L’ancien patron d’Activision raconte avoir approché Mojang au moment où le phénomène Minecraft explosait. Une offre solide, des discussions en Suède… puis un retournement inattendu. L’histoire révèle un moment charnière pour l’industrie, bien avant que Microsoft ne mette la main sur Mojang puis sur Activision.
Un rachat envisagé… avant un changement de plan
Invité d’un podcast consacré aux coulisses du secteur, Bobby Kotick a confirmé avoir sérieusement envisagé un achat de Mojang au début des années 2010. À l’époque, Minecraft venait de s’imposer comme un phénomène mondial et attirait de grands groupes.
Kotick raconte avoir passé plusieurs jours à Stockholm avec Markus Persson, créateur du jeu. Après ces échanges, Activision aurait proposé 1,5 milliard de dollars pour acquérir Mojang et sa licence phare.

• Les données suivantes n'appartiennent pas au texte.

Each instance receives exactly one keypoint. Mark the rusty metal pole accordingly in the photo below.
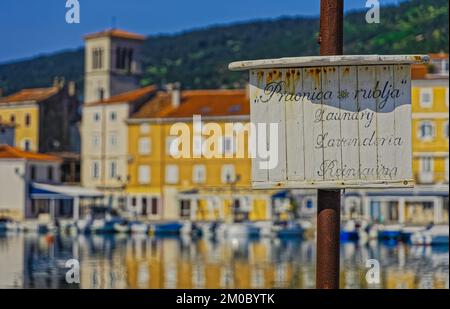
(329, 201)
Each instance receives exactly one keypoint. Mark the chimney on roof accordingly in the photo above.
(58, 82)
(175, 92)
(72, 88)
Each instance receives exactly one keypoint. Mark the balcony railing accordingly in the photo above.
(431, 177)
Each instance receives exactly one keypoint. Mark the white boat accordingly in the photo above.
(265, 228)
(121, 227)
(238, 230)
(83, 225)
(437, 235)
(139, 228)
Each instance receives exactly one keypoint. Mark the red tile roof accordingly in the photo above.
(9, 152)
(438, 56)
(159, 106)
(27, 95)
(127, 97)
(419, 71)
(117, 33)
(216, 102)
(7, 124)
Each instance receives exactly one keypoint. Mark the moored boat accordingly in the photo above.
(167, 228)
(390, 232)
(137, 227)
(288, 229)
(436, 235)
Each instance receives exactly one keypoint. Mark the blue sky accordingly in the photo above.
(33, 27)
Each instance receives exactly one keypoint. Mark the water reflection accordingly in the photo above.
(139, 261)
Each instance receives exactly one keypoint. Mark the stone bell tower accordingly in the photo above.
(112, 63)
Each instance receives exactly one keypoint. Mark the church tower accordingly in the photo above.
(112, 63)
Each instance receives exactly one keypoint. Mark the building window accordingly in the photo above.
(171, 146)
(199, 174)
(95, 170)
(228, 174)
(101, 94)
(133, 201)
(446, 96)
(426, 165)
(97, 58)
(229, 145)
(113, 116)
(446, 169)
(33, 172)
(27, 120)
(50, 173)
(95, 140)
(171, 174)
(144, 128)
(26, 145)
(145, 146)
(426, 97)
(113, 139)
(154, 206)
(426, 130)
(446, 130)
(113, 170)
(144, 174)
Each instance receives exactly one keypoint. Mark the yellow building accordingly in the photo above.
(430, 130)
(162, 186)
(42, 117)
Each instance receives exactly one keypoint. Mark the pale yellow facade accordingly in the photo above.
(430, 120)
(26, 120)
(168, 178)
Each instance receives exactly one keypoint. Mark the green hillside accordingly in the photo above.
(199, 58)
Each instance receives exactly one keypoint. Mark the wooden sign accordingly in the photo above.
(343, 121)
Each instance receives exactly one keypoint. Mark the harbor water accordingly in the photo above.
(30, 260)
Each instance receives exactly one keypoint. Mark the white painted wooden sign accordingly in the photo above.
(342, 121)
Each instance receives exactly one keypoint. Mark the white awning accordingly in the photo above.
(38, 189)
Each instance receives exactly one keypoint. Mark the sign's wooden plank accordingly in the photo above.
(349, 122)
(312, 103)
(276, 115)
(294, 128)
(337, 126)
(387, 142)
(329, 114)
(402, 119)
(258, 115)
(367, 80)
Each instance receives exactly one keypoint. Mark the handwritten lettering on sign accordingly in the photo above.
(339, 126)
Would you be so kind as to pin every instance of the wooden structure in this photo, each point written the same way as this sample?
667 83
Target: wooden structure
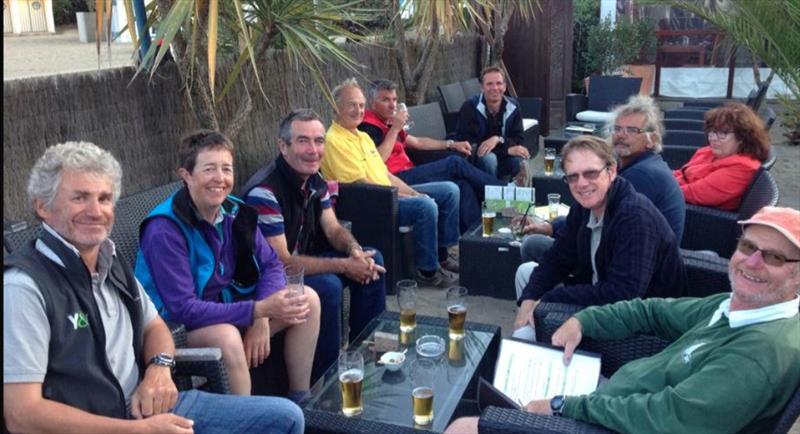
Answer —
538 57
28 16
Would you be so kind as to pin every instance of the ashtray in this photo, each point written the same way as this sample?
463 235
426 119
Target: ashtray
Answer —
430 346
393 360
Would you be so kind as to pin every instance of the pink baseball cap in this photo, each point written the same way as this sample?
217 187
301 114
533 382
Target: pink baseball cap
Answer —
784 220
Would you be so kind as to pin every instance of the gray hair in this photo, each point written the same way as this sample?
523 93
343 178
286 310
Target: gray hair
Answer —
653 123
377 86
344 85
46 174
302 115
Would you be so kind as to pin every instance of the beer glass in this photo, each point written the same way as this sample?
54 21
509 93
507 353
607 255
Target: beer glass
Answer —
549 161
407 302
456 311
294 279
553 203
423 373
488 219
351 379
401 107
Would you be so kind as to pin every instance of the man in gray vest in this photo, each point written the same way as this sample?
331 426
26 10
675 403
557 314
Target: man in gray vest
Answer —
85 350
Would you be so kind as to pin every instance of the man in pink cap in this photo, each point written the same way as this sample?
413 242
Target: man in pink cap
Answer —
734 361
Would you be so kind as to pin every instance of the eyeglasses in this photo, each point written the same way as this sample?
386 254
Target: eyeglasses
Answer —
627 131
770 257
719 135
590 175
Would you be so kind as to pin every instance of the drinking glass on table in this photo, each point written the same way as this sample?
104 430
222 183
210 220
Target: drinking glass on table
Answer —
407 302
423 373
456 298
549 161
294 279
351 379
553 204
487 217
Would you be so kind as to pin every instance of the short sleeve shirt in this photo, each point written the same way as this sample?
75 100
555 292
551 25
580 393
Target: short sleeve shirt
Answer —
26 331
352 156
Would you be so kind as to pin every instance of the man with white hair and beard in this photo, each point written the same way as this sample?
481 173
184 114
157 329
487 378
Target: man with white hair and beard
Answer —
734 360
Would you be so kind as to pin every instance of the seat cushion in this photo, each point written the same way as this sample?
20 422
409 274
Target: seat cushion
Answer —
593 116
529 123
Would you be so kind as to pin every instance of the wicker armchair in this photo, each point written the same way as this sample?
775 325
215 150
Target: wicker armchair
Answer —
428 122
548 317
708 228
195 367
604 93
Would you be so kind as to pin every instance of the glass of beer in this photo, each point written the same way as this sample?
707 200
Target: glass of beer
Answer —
549 161
423 373
456 310
407 302
351 379
553 203
488 219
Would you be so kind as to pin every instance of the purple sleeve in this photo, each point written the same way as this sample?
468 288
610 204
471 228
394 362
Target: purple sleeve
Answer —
166 254
272 278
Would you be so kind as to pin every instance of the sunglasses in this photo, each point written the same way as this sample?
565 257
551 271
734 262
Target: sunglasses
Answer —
590 175
719 135
770 257
627 131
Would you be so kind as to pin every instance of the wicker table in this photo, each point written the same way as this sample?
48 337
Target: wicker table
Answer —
488 264
387 395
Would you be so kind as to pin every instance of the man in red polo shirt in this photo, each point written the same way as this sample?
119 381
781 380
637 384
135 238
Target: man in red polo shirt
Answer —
384 124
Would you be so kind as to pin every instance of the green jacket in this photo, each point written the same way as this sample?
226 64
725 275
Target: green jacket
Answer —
710 379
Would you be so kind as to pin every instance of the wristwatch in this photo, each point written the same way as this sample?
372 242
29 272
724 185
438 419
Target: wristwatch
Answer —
557 404
162 359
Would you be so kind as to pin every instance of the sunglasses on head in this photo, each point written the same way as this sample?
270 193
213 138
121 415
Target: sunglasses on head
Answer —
590 175
770 257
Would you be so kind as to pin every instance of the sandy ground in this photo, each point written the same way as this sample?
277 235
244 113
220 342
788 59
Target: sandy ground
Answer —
47 54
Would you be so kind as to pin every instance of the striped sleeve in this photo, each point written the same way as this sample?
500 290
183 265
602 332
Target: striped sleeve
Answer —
270 219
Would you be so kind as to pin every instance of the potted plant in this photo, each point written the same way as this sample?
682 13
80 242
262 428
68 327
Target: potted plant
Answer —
625 48
86 17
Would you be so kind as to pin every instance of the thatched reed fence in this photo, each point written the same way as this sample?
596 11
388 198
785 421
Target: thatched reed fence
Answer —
141 123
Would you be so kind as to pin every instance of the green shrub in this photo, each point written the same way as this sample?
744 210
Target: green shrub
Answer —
609 47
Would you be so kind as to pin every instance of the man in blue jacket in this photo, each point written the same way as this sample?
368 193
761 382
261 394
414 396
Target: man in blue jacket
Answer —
492 122
614 246
637 134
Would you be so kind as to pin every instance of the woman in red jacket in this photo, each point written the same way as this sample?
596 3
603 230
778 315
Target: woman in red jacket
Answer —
718 174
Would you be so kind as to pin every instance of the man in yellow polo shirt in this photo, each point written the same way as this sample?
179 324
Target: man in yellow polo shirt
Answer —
432 208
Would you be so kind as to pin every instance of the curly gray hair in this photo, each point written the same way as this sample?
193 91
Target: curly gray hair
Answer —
645 106
78 156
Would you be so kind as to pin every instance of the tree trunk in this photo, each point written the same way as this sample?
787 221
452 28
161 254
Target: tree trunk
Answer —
415 82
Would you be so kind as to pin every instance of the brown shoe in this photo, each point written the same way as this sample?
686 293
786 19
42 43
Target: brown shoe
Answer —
450 264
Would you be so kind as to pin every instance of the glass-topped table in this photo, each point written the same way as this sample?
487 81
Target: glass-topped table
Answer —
386 395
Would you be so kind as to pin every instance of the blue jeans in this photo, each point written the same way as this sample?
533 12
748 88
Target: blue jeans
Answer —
469 179
435 220
366 302
499 167
214 413
535 245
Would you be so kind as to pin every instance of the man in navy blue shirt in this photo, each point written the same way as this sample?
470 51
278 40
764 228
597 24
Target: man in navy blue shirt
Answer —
615 244
637 131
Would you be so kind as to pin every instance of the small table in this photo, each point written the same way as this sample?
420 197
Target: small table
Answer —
561 136
489 264
387 395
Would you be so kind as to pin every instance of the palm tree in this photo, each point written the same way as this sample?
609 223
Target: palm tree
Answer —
435 21
204 36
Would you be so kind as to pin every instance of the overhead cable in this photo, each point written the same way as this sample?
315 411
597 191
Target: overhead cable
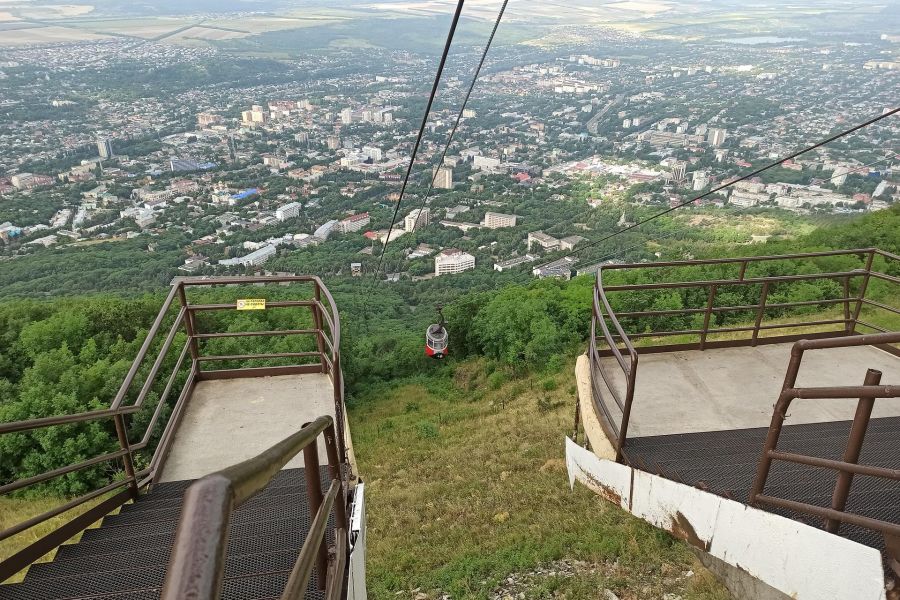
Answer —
412 158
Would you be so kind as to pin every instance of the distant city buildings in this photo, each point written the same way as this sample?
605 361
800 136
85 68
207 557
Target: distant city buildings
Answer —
104 148
288 211
209 119
452 261
354 222
28 181
511 263
715 136
561 268
547 242
417 219
257 257
257 115
326 229
494 220
443 179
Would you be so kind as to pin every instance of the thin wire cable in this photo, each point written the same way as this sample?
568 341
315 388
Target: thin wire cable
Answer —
459 115
412 159
622 251
753 173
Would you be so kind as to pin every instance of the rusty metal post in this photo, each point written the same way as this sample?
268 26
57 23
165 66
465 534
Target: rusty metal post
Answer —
778 417
314 493
862 290
852 451
846 287
317 319
707 315
577 419
763 296
128 458
189 327
334 467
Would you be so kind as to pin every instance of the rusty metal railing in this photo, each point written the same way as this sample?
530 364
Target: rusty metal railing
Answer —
849 465
609 338
197 565
129 455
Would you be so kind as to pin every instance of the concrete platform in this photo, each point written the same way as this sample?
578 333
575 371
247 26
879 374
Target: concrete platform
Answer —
228 421
736 388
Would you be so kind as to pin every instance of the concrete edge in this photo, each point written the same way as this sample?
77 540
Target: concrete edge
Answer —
590 422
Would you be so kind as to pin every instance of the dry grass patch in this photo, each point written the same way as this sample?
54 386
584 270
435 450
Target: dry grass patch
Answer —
466 484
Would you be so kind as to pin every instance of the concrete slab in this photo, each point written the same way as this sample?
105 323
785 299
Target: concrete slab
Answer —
734 388
227 421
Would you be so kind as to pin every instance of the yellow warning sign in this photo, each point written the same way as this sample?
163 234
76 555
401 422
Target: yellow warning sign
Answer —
251 304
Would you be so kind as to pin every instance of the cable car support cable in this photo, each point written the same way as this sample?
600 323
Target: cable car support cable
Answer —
412 158
462 109
753 173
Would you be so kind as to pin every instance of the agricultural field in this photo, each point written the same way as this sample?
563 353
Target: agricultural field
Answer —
47 35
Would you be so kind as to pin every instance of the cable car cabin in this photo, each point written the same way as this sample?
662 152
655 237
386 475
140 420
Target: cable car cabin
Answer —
436 341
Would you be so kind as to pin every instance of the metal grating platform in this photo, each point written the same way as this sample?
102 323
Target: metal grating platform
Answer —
126 558
724 462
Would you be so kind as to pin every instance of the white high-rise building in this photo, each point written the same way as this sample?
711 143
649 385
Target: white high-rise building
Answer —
104 148
444 179
288 211
485 162
494 220
354 222
453 261
700 180
417 219
372 152
715 136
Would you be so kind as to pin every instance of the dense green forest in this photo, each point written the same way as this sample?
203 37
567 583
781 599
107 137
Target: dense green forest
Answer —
71 354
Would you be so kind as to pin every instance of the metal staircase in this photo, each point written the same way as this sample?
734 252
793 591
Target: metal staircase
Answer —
127 556
231 516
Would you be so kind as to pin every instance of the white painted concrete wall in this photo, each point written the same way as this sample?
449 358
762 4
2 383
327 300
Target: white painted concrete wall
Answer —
803 562
356 586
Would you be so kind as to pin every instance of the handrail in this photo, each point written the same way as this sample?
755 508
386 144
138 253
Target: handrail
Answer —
619 342
327 330
197 565
849 465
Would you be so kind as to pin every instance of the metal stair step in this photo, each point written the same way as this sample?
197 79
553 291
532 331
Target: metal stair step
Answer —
177 488
149 503
174 513
102 581
247 520
68 563
162 540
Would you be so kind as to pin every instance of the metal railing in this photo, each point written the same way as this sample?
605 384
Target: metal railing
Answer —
849 465
128 457
608 336
197 565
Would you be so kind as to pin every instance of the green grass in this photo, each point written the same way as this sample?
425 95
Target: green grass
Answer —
466 484
16 510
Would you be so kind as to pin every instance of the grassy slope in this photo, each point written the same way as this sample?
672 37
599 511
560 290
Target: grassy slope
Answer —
466 484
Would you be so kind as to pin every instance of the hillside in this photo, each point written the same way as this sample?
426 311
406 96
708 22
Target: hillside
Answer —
466 490
468 495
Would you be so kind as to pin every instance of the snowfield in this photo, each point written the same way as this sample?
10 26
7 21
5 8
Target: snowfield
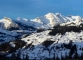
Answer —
52 36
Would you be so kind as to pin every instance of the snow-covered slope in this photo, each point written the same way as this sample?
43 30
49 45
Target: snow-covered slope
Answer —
59 37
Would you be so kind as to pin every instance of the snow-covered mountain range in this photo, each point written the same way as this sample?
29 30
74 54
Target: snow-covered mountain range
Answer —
49 36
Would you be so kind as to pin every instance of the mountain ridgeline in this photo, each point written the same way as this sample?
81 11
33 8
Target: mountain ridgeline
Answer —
50 37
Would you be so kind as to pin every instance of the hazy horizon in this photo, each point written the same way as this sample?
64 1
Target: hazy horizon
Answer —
36 8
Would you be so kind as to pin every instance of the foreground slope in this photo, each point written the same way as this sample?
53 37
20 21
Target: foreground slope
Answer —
59 37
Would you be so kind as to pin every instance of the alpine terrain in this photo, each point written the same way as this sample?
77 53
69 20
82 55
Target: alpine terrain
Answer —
50 37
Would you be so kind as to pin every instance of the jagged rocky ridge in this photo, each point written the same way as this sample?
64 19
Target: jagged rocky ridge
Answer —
52 36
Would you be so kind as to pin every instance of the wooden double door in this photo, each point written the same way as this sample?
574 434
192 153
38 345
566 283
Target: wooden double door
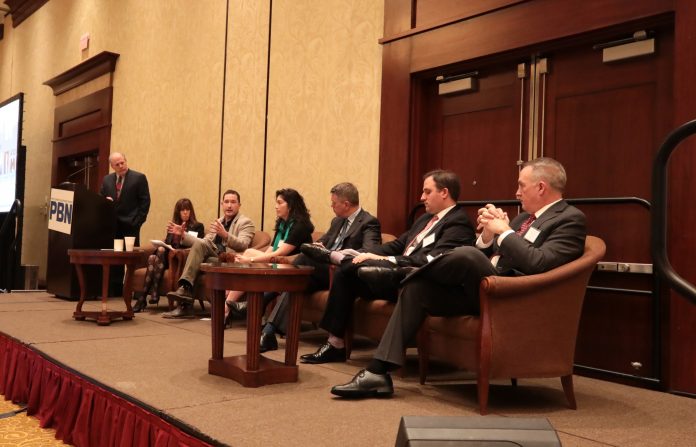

Le départ de Notch a tout changé
L’affaire semblait avancée jusqu’à ce que Persson annonce qu’il souhaitait quitter Mojang, tout comme ses principaux collaborateurs. Le studio comptait alors une trentaine d’employés.
Selon Kotick, reprendre un projet aussi massif sans son équipe d’origine paraissait trop risqué. Activision a donc renoncé, estimant ne pas pouvoir diriger un tel chantier en interne.
Microsoft arrive avec une offre historique
Peu après, Markus Persson contacte Kotick : Microsoft propose 2,5 milliards de dollars. Kotick affirme lui avoir conseillé d’accepter immédiatement l’offre, sur le ton de la plaisanterie, en promettant même de « partir acheter un avion » avec l’argent.
La suite est bien connue. Minecraft continue sa trajectoire ascendante sans son créateur, devient un pilier des contenus de Microsoft, et gagne en visibilité mondiale. Même son adaptation cinématographique, très critiquée, a dépassé les 950 millions de dollars au box-office.
Une histoire qui boucle la boucle
Dix ans plus tard, Microsoft rachète Activision pour 75,4 milliards de dollars, après une procédure de deux ans. Ironie du sort : l’entreprise qui avait coiffé Activision au poteau pour Minecraft finit par absorber le groupe dirigé par Kotick.